Tour de France: journée historique pour Girmay et Carapaz
Biniam Girmay qui apporte à l'Érythrée sa première victoire, et Richard Carapaz, qui offre à l'Équateur son premier maillot jaune, ont écrit l'histoire lundi sur le Tour de France, témoins d'un peloton qui s'internationalise.
L'étape la plus longue de cette 111e édition était censée être aussi la plus soporifique, un moment de détente après un week-end sous amphétamines en Italie. Elle va entrer dans les annales pour deux grandes premières qui résonnent bien au-delà des frontières traditionnelles d'un sport toujours très européen.
Que ce soit la victoire extatique de "Bini", héros de tout un continent, ou celle de Carapaz, figure déjà bien installée dans le peloton, elles ont provoqué une émotion immense dans leurs pays respectifs.
"Cela signifie énormément pour moi de devenir le premier coureur noir africain à gagner sur le Tour de France", a souligné Girmay en conférence de presse.
"C'est une victoire pour tous les Africains. Maintenant, nous faisons vraiment partie de la plus grande course. C'est notre moment, notre heure", avait-il balbutié, en larmes, quelques minutes plus tôt lors de l'interview protocolaire.
"Ça va être la folie au pays. A l'entraînement, avant le Tour, on m'encourageait partout. Ils me disaient: gagne sur le Tour de France. Là ils doivent être en train de balancer des tables et des téléviseurs dans les bars", a-t-il dit, suivi à Turin comme partout par une petite cohorte de supporters compatriotes émigrés en Europe.
Le natif d'Asmara devient, à 24 ans, seulement le troisième coureur africain, à s'imposer sur les routes du Tour après les Sud-Africains Daryl Impey et Rob Hunter.
- Le Tour à la télé avec son père -
Il s'est révélé en 2022 lorsqu'il a remporté une grande classique, Gand-Wevelgem et une étape du Tour d'Italie, avant de connaître une saison plus difficile.
Représentant d'un cyclisme en pleine ascension, symbolisée par l'organisation des Mondiaux sur route 2025 au Rwanda, le coureur de l’Érythrée est passé par le Centre mondial du cyclisme, une structure de l'Union cycliste internationale (UCI) à destination des talents de pays moins favorisés.
Il a démarré sa carrière professionnelle, en 2020, dans la formation française Delko avant de rejoindre Intermarché, équipe belge à qui il offre son premier succès sur le Tour.
En Erythrée, où la pratique du cyclisme est arrivée avec la colonisation italienne entre 1885 et 1941, Girmay est déjà un héros qui dépasse le pionnier Daniel Teklehaimanot, porteur du maillot à pois dans le Tour en 2015: "un moment qui a tout changé pour nous", selon Girmay.
"Mon père regardait tous les jours le Tour de France", a raconté +Bini+.
"Il allumait la télé juste après le repas et il nous appelait pour nous montrer et dire à quel point c'était difficile.

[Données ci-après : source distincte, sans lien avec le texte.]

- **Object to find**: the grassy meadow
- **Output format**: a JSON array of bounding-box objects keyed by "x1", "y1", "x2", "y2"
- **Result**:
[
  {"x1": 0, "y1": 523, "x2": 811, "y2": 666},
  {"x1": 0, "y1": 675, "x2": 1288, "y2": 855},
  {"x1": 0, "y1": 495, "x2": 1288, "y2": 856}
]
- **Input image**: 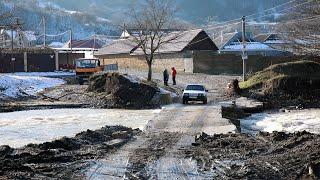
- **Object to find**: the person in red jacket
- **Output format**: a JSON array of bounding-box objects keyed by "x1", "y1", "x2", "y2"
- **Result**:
[{"x1": 171, "y1": 67, "x2": 177, "y2": 85}]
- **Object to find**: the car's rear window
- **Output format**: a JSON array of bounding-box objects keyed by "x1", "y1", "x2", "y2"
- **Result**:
[{"x1": 186, "y1": 85, "x2": 205, "y2": 91}]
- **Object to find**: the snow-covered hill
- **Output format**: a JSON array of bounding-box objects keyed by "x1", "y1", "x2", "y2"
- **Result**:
[
  {"x1": 0, "y1": 0, "x2": 119, "y2": 39},
  {"x1": 0, "y1": 0, "x2": 289, "y2": 39}
]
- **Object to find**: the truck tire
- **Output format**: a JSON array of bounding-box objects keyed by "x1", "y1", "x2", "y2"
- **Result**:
[
  {"x1": 203, "y1": 99, "x2": 208, "y2": 104},
  {"x1": 78, "y1": 77, "x2": 84, "y2": 85}
]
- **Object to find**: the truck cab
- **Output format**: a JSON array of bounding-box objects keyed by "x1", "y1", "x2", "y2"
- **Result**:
[{"x1": 75, "y1": 58, "x2": 103, "y2": 85}]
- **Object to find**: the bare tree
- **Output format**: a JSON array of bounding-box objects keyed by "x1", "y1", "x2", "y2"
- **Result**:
[
  {"x1": 128, "y1": 0, "x2": 184, "y2": 81},
  {"x1": 277, "y1": 0, "x2": 320, "y2": 55}
]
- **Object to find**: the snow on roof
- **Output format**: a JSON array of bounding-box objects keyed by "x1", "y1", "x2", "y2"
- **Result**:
[
  {"x1": 224, "y1": 42, "x2": 273, "y2": 51},
  {"x1": 0, "y1": 74, "x2": 64, "y2": 99},
  {"x1": 23, "y1": 31, "x2": 37, "y2": 41},
  {"x1": 95, "y1": 39, "x2": 137, "y2": 56},
  {"x1": 95, "y1": 29, "x2": 217, "y2": 56},
  {"x1": 48, "y1": 42, "x2": 64, "y2": 48}
]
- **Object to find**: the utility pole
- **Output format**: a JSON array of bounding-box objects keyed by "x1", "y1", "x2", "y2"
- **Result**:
[
  {"x1": 242, "y1": 16, "x2": 248, "y2": 81},
  {"x1": 42, "y1": 16, "x2": 47, "y2": 48},
  {"x1": 92, "y1": 35, "x2": 96, "y2": 56},
  {"x1": 11, "y1": 25, "x2": 15, "y2": 73},
  {"x1": 69, "y1": 29, "x2": 72, "y2": 53}
]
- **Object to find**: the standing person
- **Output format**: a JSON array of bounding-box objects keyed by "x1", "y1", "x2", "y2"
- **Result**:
[
  {"x1": 171, "y1": 67, "x2": 177, "y2": 85},
  {"x1": 163, "y1": 69, "x2": 169, "y2": 86}
]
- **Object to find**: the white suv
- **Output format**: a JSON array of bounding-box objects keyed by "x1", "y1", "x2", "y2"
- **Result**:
[{"x1": 182, "y1": 84, "x2": 208, "y2": 104}]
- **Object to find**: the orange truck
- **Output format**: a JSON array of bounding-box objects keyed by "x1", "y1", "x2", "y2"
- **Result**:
[{"x1": 75, "y1": 58, "x2": 104, "y2": 85}]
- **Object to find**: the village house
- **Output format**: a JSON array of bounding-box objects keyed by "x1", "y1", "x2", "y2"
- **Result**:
[
  {"x1": 253, "y1": 33, "x2": 293, "y2": 52},
  {"x1": 95, "y1": 29, "x2": 218, "y2": 73},
  {"x1": 49, "y1": 37, "x2": 105, "y2": 70},
  {"x1": 0, "y1": 29, "x2": 37, "y2": 48},
  {"x1": 213, "y1": 32, "x2": 291, "y2": 57}
]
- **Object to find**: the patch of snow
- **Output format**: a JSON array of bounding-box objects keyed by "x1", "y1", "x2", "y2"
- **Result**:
[
  {"x1": 48, "y1": 42, "x2": 65, "y2": 48},
  {"x1": 264, "y1": 40, "x2": 286, "y2": 44},
  {"x1": 23, "y1": 31, "x2": 37, "y2": 41},
  {"x1": 240, "y1": 109, "x2": 320, "y2": 134},
  {"x1": 13, "y1": 71, "x2": 76, "y2": 77},
  {"x1": 0, "y1": 74, "x2": 65, "y2": 99},
  {"x1": 224, "y1": 42, "x2": 272, "y2": 50},
  {"x1": 0, "y1": 109, "x2": 159, "y2": 147},
  {"x1": 63, "y1": 9, "x2": 80, "y2": 15},
  {"x1": 124, "y1": 75, "x2": 140, "y2": 84},
  {"x1": 97, "y1": 17, "x2": 111, "y2": 22},
  {"x1": 159, "y1": 88, "x2": 178, "y2": 98}
]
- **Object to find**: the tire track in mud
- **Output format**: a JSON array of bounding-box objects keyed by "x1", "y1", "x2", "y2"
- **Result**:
[{"x1": 82, "y1": 105, "x2": 232, "y2": 179}]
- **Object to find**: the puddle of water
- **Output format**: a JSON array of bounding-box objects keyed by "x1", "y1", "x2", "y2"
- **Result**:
[
  {"x1": 0, "y1": 109, "x2": 160, "y2": 147},
  {"x1": 240, "y1": 109, "x2": 320, "y2": 134}
]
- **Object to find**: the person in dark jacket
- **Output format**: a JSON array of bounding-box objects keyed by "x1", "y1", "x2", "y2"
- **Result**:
[
  {"x1": 171, "y1": 67, "x2": 177, "y2": 85},
  {"x1": 163, "y1": 69, "x2": 169, "y2": 86}
]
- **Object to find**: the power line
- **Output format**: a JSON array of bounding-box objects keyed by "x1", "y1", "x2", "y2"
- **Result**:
[
  {"x1": 205, "y1": 19, "x2": 241, "y2": 30},
  {"x1": 205, "y1": 0, "x2": 298, "y2": 25},
  {"x1": 251, "y1": 0, "x2": 313, "y2": 20}
]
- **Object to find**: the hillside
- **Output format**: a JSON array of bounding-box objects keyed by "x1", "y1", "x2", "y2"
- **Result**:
[
  {"x1": 0, "y1": 0, "x2": 288, "y2": 39},
  {"x1": 240, "y1": 61, "x2": 320, "y2": 107},
  {"x1": 0, "y1": 0, "x2": 119, "y2": 39}
]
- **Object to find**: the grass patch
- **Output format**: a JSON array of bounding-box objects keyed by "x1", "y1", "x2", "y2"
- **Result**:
[{"x1": 239, "y1": 61, "x2": 320, "y2": 91}]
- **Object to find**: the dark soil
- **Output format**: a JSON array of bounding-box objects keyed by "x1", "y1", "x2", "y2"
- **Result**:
[
  {"x1": 88, "y1": 73, "x2": 160, "y2": 109},
  {"x1": 185, "y1": 132, "x2": 320, "y2": 179},
  {"x1": 0, "y1": 126, "x2": 140, "y2": 179},
  {"x1": 126, "y1": 132, "x2": 182, "y2": 179},
  {"x1": 240, "y1": 61, "x2": 320, "y2": 108}
]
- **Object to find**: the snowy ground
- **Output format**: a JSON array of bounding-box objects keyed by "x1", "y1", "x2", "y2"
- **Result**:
[
  {"x1": 0, "y1": 72, "x2": 67, "y2": 100},
  {"x1": 0, "y1": 109, "x2": 161, "y2": 147},
  {"x1": 241, "y1": 109, "x2": 320, "y2": 134},
  {"x1": 13, "y1": 71, "x2": 76, "y2": 77}
]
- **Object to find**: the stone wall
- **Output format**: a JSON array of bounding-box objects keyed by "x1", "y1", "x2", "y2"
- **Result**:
[{"x1": 193, "y1": 52, "x2": 320, "y2": 75}]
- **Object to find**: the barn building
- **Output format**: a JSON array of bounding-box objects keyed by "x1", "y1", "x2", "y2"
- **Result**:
[{"x1": 95, "y1": 29, "x2": 218, "y2": 73}]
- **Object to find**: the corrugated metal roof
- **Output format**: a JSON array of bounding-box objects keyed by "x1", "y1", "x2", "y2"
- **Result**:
[
  {"x1": 96, "y1": 29, "x2": 217, "y2": 56},
  {"x1": 95, "y1": 39, "x2": 136, "y2": 56}
]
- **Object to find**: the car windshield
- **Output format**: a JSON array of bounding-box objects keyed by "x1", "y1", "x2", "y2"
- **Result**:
[
  {"x1": 186, "y1": 85, "x2": 205, "y2": 91},
  {"x1": 76, "y1": 59, "x2": 99, "y2": 68}
]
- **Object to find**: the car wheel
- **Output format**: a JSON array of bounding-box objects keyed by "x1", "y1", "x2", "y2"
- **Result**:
[{"x1": 79, "y1": 78, "x2": 84, "y2": 85}]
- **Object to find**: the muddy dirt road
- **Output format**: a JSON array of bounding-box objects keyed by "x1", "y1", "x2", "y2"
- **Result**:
[{"x1": 86, "y1": 104, "x2": 236, "y2": 179}]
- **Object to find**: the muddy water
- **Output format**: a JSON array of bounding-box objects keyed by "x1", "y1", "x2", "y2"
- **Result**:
[
  {"x1": 0, "y1": 109, "x2": 161, "y2": 147},
  {"x1": 241, "y1": 109, "x2": 320, "y2": 134}
]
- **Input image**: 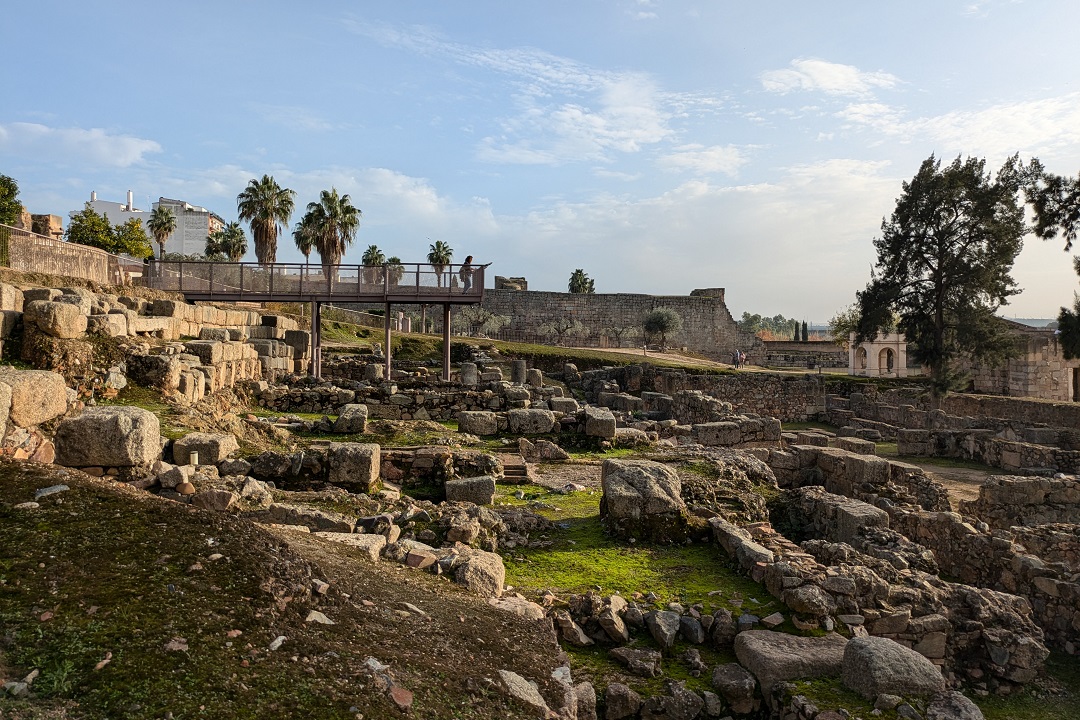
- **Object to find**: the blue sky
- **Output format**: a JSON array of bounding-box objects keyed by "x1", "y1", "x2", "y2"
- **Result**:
[{"x1": 0, "y1": 0, "x2": 1080, "y2": 322}]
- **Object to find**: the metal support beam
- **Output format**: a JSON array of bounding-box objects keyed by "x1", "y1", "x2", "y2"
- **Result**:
[
  {"x1": 311, "y1": 300, "x2": 323, "y2": 380},
  {"x1": 443, "y1": 302, "x2": 450, "y2": 382},
  {"x1": 382, "y1": 302, "x2": 390, "y2": 380}
]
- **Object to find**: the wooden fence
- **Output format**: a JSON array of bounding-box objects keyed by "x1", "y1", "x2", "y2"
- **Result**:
[{"x1": 0, "y1": 225, "x2": 143, "y2": 285}]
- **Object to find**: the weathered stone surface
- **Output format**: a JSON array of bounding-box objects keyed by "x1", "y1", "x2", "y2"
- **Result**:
[
  {"x1": 507, "y1": 408, "x2": 555, "y2": 435},
  {"x1": 499, "y1": 670, "x2": 548, "y2": 718},
  {"x1": 334, "y1": 403, "x2": 367, "y2": 433},
  {"x1": 924, "y1": 690, "x2": 984, "y2": 720},
  {"x1": 585, "y1": 405, "x2": 616, "y2": 438},
  {"x1": 596, "y1": 608, "x2": 630, "y2": 643},
  {"x1": 642, "y1": 682, "x2": 705, "y2": 720},
  {"x1": 0, "y1": 366, "x2": 67, "y2": 427},
  {"x1": 173, "y1": 433, "x2": 240, "y2": 465},
  {"x1": 54, "y1": 407, "x2": 161, "y2": 467},
  {"x1": 600, "y1": 460, "x2": 686, "y2": 540},
  {"x1": 313, "y1": 531, "x2": 387, "y2": 562},
  {"x1": 24, "y1": 300, "x2": 86, "y2": 340},
  {"x1": 608, "y1": 648, "x2": 663, "y2": 678},
  {"x1": 191, "y1": 490, "x2": 240, "y2": 513},
  {"x1": 446, "y1": 475, "x2": 495, "y2": 505},
  {"x1": 327, "y1": 443, "x2": 380, "y2": 493},
  {"x1": 604, "y1": 682, "x2": 642, "y2": 720},
  {"x1": 454, "y1": 551, "x2": 507, "y2": 598},
  {"x1": 573, "y1": 680, "x2": 596, "y2": 720},
  {"x1": 735, "y1": 630, "x2": 848, "y2": 694},
  {"x1": 458, "y1": 410, "x2": 499, "y2": 435},
  {"x1": 713, "y1": 663, "x2": 757, "y2": 715},
  {"x1": 645, "y1": 610, "x2": 680, "y2": 652},
  {"x1": 841, "y1": 637, "x2": 945, "y2": 699}
]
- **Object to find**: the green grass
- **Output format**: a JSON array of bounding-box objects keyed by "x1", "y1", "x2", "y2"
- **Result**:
[{"x1": 497, "y1": 486, "x2": 782, "y2": 616}]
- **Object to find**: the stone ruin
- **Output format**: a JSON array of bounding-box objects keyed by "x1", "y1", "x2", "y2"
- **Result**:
[{"x1": 8, "y1": 323, "x2": 1080, "y2": 718}]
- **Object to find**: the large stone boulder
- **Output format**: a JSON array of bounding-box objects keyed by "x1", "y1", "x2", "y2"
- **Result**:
[
  {"x1": 841, "y1": 637, "x2": 945, "y2": 699},
  {"x1": 735, "y1": 630, "x2": 848, "y2": 697},
  {"x1": 0, "y1": 367, "x2": 67, "y2": 427},
  {"x1": 54, "y1": 407, "x2": 161, "y2": 467},
  {"x1": 454, "y1": 551, "x2": 507, "y2": 598},
  {"x1": 173, "y1": 433, "x2": 240, "y2": 465},
  {"x1": 584, "y1": 405, "x2": 616, "y2": 439},
  {"x1": 458, "y1": 410, "x2": 499, "y2": 435},
  {"x1": 446, "y1": 475, "x2": 495, "y2": 505},
  {"x1": 507, "y1": 408, "x2": 555, "y2": 435},
  {"x1": 334, "y1": 403, "x2": 367, "y2": 433},
  {"x1": 600, "y1": 460, "x2": 686, "y2": 541},
  {"x1": 24, "y1": 300, "x2": 86, "y2": 340},
  {"x1": 327, "y1": 443, "x2": 381, "y2": 493}
]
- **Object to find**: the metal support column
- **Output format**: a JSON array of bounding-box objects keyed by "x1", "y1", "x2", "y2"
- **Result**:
[
  {"x1": 382, "y1": 302, "x2": 390, "y2": 380},
  {"x1": 443, "y1": 302, "x2": 450, "y2": 382},
  {"x1": 311, "y1": 300, "x2": 323, "y2": 380}
]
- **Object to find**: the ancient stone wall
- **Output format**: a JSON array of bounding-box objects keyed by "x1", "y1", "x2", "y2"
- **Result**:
[
  {"x1": 484, "y1": 289, "x2": 762, "y2": 362},
  {"x1": 761, "y1": 340, "x2": 848, "y2": 369},
  {"x1": 564, "y1": 364, "x2": 825, "y2": 422}
]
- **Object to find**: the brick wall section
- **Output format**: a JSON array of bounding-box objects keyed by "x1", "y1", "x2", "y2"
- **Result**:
[
  {"x1": 484, "y1": 288, "x2": 764, "y2": 362},
  {"x1": 564, "y1": 364, "x2": 824, "y2": 422}
]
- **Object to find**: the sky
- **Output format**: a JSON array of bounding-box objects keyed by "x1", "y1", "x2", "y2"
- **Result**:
[{"x1": 0, "y1": 0, "x2": 1080, "y2": 323}]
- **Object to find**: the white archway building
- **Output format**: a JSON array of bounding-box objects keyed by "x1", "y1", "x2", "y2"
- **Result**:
[{"x1": 848, "y1": 332, "x2": 907, "y2": 378}]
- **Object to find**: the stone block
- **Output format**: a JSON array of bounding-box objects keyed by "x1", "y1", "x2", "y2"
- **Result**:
[
  {"x1": 173, "y1": 433, "x2": 240, "y2": 465},
  {"x1": 334, "y1": 403, "x2": 367, "y2": 433},
  {"x1": 691, "y1": 421, "x2": 742, "y2": 447},
  {"x1": 507, "y1": 408, "x2": 555, "y2": 435},
  {"x1": 327, "y1": 443, "x2": 381, "y2": 494},
  {"x1": 0, "y1": 366, "x2": 67, "y2": 427},
  {"x1": 54, "y1": 406, "x2": 161, "y2": 467},
  {"x1": 585, "y1": 405, "x2": 616, "y2": 438},
  {"x1": 24, "y1": 300, "x2": 86, "y2": 340},
  {"x1": 446, "y1": 475, "x2": 495, "y2": 505},
  {"x1": 458, "y1": 410, "x2": 499, "y2": 435}
]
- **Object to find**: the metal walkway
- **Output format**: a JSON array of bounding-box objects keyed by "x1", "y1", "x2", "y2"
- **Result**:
[{"x1": 143, "y1": 260, "x2": 485, "y2": 381}]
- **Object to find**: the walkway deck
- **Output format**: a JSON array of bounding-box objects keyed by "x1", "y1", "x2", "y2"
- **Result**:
[
  {"x1": 143, "y1": 260, "x2": 485, "y2": 381},
  {"x1": 145, "y1": 260, "x2": 484, "y2": 304}
]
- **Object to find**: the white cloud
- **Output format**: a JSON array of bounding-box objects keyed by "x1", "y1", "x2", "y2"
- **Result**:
[
  {"x1": 657, "y1": 145, "x2": 746, "y2": 175},
  {"x1": 252, "y1": 105, "x2": 339, "y2": 133},
  {"x1": 760, "y1": 58, "x2": 900, "y2": 95},
  {"x1": 0, "y1": 122, "x2": 161, "y2": 167},
  {"x1": 838, "y1": 93, "x2": 1080, "y2": 159}
]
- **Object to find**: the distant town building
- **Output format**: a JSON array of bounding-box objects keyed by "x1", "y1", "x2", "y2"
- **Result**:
[{"x1": 70, "y1": 190, "x2": 225, "y2": 255}]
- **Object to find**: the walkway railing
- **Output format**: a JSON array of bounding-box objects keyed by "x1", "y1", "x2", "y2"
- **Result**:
[
  {"x1": 0, "y1": 225, "x2": 143, "y2": 285},
  {"x1": 144, "y1": 260, "x2": 484, "y2": 303}
]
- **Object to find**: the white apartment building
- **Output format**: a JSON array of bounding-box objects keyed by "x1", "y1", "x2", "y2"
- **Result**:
[{"x1": 69, "y1": 190, "x2": 225, "y2": 255}]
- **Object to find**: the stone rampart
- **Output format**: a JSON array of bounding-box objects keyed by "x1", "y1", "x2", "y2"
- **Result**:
[
  {"x1": 564, "y1": 363, "x2": 825, "y2": 422},
  {"x1": 484, "y1": 288, "x2": 762, "y2": 362}
]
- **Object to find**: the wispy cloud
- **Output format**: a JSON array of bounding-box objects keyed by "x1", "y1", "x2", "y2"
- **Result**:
[
  {"x1": 760, "y1": 57, "x2": 900, "y2": 95},
  {"x1": 345, "y1": 17, "x2": 719, "y2": 165},
  {"x1": 0, "y1": 122, "x2": 161, "y2": 167},
  {"x1": 252, "y1": 104, "x2": 340, "y2": 133},
  {"x1": 657, "y1": 145, "x2": 746, "y2": 175},
  {"x1": 838, "y1": 93, "x2": 1080, "y2": 158}
]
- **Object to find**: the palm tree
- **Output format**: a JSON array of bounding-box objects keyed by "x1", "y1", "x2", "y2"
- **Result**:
[
  {"x1": 360, "y1": 245, "x2": 387, "y2": 285},
  {"x1": 237, "y1": 175, "x2": 296, "y2": 263},
  {"x1": 146, "y1": 203, "x2": 176, "y2": 259},
  {"x1": 428, "y1": 240, "x2": 454, "y2": 287},
  {"x1": 293, "y1": 214, "x2": 315, "y2": 268},
  {"x1": 301, "y1": 188, "x2": 362, "y2": 290},
  {"x1": 206, "y1": 222, "x2": 247, "y2": 262},
  {"x1": 387, "y1": 255, "x2": 405, "y2": 285},
  {"x1": 569, "y1": 268, "x2": 596, "y2": 295}
]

Il nous assurait que c'était le sport numéro 1 au monde. J'ai demandé à mon père si moi aussi je pouvais un jour courir le Tour de France, il m'a dit oui mais à condition de croire en tes chances."
Lundi, Girmay y a cru très fort pour s'imposer au sprint devant le Colombien Fernando Gaviria et le Belge Arnaud De Lie dans un final chaotique avec une importante chute collective à deux kilomètres de l'arrivée qui a notamment éliminé le favori Jasper Philipsen.
- Le rêve de Carapaz -
Ce gros crash a créé une cassure dans le peloton à un moment de la course où il n'y a plus de conséquence pour le classement général puisque les temps sont gelés dans les trois (cinq lundi) derniers kilomètres en cas de chute ou d'incident mécanique.
Sauf que quatre coureurs étaient dans la même seconde au départ de l'étape, départagés seulement au cumul de leurs places à l'arrivée les jours précédents, valant à Tadej Pogacar de porter la tunique mardi.
Retardé par la chute, le Slovène a fini retardé, au 38e rang, cédant le maillot jaune à Carapaz.
L'Equatorien est déjà habitué aux plus grands honneurs, lui qui a gagné le Tour d'Italie en 2019 et a été sacré champion olympique à Tokyo. Mais sa fierté était comme celle de Girmay immense d'avoir écrit "une page historique pour (s)on pays".
"Pour l’Équateur, pour moi, pour mon équipe, c'est un rêve qui se réalise sur la plus grande course du monde", a ajouté le coureur d'EF Education pour qui s'est aussi une douce revanche après ne pas avoir été sélectionné par la Fédération équatorienne pour défendre son titre aux JO de Paris.
Son maillot jaune, il le défendra mardi sur les pentes du Galibier, pour l'arrivée du Tour en France.